Sunday, February 22, 2009

Burn After Reading

I get up at 5:25 am on the second Tuesday of every February to watch the Academy Awards nominations live on television. What started out as an assignment for the Loyola Marymount newspaper has now turned into a lifelong tradition. I'm a movie buff, an Oscar fanatic and overall cinema fiend.

This year is different. Not for lack of quality films. Not because Mickey and Sean and Kate and Leo weren't just amazing in their roles in 2008. But because we've all been too busy to give a rat's ass about movies this year. The economy tanked, we elected the first black president, vetoed gay marriage and lost a bazillion jobs. I'm sorry if I've been neglecting the popcorn and Red Vines, Hollywood. Things have been tough all over.

A recent article in The Economist titled "And The Loser Is..." highlights the viewer statistics of the Super Bowl and American Idol versus the Oscars. It's sad to me that 32 million people watched the Oscars last year and yet the Super Bowl saw 96 million people. And even more people watch every episode of American Idol. What is the world coming to?

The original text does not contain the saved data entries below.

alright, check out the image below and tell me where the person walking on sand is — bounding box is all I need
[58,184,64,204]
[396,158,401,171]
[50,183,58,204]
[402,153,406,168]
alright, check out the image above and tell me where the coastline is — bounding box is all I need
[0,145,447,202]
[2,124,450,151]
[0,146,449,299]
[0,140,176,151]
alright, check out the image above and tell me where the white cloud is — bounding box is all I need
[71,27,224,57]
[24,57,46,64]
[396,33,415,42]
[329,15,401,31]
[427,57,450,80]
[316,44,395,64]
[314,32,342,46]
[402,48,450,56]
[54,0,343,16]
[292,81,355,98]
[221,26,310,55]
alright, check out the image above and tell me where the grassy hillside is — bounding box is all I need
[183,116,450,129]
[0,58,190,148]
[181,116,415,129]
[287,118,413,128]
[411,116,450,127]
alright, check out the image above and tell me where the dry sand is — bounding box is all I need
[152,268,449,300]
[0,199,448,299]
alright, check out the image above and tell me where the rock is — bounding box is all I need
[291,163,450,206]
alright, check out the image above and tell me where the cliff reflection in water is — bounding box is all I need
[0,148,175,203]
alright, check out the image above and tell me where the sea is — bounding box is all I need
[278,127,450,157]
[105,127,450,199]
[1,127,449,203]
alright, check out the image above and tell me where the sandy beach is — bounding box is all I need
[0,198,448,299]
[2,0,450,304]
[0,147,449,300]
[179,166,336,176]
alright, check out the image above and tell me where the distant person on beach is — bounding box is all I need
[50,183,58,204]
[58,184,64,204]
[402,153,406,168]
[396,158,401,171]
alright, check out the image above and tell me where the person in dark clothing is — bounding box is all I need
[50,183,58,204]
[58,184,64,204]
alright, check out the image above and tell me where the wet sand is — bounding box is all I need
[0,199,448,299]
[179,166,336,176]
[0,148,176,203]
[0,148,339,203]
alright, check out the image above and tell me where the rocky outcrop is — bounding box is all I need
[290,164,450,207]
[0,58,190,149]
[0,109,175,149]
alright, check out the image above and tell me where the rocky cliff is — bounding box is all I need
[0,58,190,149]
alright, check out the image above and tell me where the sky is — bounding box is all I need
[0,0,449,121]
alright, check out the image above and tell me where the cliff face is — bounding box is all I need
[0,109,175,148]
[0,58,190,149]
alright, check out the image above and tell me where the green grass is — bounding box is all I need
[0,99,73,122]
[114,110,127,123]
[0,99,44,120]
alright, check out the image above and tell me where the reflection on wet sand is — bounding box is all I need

I think The Economist has a strong point: "Within Hollywood, of course, the Academy Awards still matter a great deal. Prestige and acclaim are hard currency in the film business, in many ways more valuable than money. The danger is that Hollywood’s taste in its own products is becoming as removed from public opinion as its political views are outside the American mainstream. What viewers will see on Sunday night is an industry talking to itself."

Hollywood doesn't care about what you want to watch as much as you don't have the time to get to a movie theater. But tonight still matters to the big studios and somewhere deep down inside, it matters to me too.